Malgré la multiplication des assauts sur le Donbass, pour le général Jean-Paul Perruche, ex-directeur de l’état-major de l’Union européenne interrogé par La Dépêche du Midi, “même si [les Russes] parvenaient à conquérir tout ou partie du Donbass, derrière, les Ukrainiens ne lâcheront rien dans ce qui deviendra une guerre d’usure, une guérilla”.
Intensification des attaques sur Kharkiv
Dans Kharkiv et sa région, qui subissent des attaques des troupes russes depuis le début deux mois, la tension s’intensifie ces derniers jours. Preuve que cette ville du nord-est de l’Ukraine reste l’une des principales cibles de Moscou, alors que la bataille pour Marioupol semble pliée malgré la résistance des derniers combattants retranchés sur le site métallurgique d’Azovstal.
“La situation est stressante, car la nuit a été marquée par un pilonnage massif”, a d’ailleurs décrit le maire de la deuxième plus grande ville d’Ukraine, Igor Terekhov, rapporte ce jeudi CNN. Selon l’édile, “deux marchés ont été détruits” à Kharkiv et les pompiers s’y affairaient pour ”éteindre des incendies”. “Un autre bâtiment résidentiel a été directement visé”, a-t-il ajouté.
Mercredi, le ministère ukrainien de la Défense rapportait des “tentatives d’assaut” des troupes russes sur les localités de Soulyguivka et Dibrivné, dans la région de Kharkiv.
Frappes et incertitudes dans le sud de l’Ukraine
Le sud de l’Ukraine subit aussi les assauts des troupes russes.
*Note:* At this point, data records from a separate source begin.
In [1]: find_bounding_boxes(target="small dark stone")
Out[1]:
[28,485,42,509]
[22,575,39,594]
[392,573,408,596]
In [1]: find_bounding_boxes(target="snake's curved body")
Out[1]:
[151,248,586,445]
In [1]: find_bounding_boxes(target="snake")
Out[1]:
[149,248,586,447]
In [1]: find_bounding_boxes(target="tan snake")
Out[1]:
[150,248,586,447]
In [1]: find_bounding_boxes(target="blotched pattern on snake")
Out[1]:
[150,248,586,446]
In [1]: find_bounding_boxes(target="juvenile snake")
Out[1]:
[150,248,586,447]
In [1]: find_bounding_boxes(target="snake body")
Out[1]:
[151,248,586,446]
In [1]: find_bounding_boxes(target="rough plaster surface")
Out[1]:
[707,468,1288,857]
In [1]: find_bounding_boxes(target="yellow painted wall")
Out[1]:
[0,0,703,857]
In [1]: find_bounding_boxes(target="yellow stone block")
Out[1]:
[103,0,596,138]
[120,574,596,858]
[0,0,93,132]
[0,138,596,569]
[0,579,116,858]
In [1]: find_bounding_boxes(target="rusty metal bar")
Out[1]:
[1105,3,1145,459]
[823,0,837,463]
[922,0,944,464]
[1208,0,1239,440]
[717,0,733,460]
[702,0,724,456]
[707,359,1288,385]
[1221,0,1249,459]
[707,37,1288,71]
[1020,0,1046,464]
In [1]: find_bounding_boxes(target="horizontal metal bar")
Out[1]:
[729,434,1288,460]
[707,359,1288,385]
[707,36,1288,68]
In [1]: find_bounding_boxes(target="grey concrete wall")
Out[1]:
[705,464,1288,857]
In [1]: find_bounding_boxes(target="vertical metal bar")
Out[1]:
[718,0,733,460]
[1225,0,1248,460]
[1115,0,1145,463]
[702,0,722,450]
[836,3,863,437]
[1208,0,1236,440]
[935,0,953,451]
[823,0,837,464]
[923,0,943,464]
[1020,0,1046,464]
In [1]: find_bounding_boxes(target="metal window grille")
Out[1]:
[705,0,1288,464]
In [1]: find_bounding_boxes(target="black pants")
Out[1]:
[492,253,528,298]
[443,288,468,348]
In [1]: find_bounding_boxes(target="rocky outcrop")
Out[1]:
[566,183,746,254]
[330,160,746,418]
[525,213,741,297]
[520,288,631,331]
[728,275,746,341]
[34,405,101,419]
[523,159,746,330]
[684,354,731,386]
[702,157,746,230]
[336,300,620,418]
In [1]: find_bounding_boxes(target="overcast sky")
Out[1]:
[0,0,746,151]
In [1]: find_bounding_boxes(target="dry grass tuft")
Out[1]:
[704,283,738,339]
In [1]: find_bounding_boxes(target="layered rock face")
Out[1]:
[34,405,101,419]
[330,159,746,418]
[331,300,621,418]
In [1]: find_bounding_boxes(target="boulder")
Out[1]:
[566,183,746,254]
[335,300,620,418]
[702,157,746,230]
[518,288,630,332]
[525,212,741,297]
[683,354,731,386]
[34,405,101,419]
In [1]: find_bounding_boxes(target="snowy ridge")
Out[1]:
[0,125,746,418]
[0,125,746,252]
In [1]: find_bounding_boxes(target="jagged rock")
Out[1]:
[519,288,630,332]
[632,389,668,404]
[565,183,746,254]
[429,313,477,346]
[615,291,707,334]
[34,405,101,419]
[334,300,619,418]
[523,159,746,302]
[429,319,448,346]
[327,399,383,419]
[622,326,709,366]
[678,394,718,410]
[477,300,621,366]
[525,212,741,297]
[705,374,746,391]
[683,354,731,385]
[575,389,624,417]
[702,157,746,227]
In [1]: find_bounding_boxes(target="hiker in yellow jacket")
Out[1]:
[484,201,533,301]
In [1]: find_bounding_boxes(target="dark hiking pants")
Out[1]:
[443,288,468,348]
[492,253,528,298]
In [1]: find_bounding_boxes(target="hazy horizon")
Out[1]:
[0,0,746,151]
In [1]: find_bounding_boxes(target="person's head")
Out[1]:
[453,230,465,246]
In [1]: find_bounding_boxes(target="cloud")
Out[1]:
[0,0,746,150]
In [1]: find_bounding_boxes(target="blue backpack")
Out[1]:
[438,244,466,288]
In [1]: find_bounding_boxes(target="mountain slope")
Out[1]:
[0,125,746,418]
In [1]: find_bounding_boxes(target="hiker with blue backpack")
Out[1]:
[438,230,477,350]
Des bombardements ont été constatés à Mala Tokmatchka et d’Orikhiv, à 70 km au sud-est de Zaporijjia. Ces deux villages se trouvent entre la région de Marioupol et la ville de Kherson, première grande ville prise par l’armée russe dès le début mars.
Les autorités ukrainiennes ont indiqué jeudi matin que les forces russes “poursuivent leurs tirs d’artillerie sur toute la ligne de front” dans le reste du sud du pays. De nouvelles frappes ont eu lieu sur Mykolaïv, sur la route d’Odessa, qui ont fait un mort et deux blessés, selon son gouverneur Vitaly Kim.
De son côté, le ministère russe de la Défense a affirmé avoir mené une série de frappes aériennes, notamment sur la zone de Mikolaïv, et visé à l’artillerie près de 60 “centres de commandement” ukrainiens, dans l’est et le sud du pays. Mais bombardée au début du mois d’avril, la ville d’Odessa, située à plus de 200 kilomètres de Kherson, semble pour le moment épargnée par la Russie.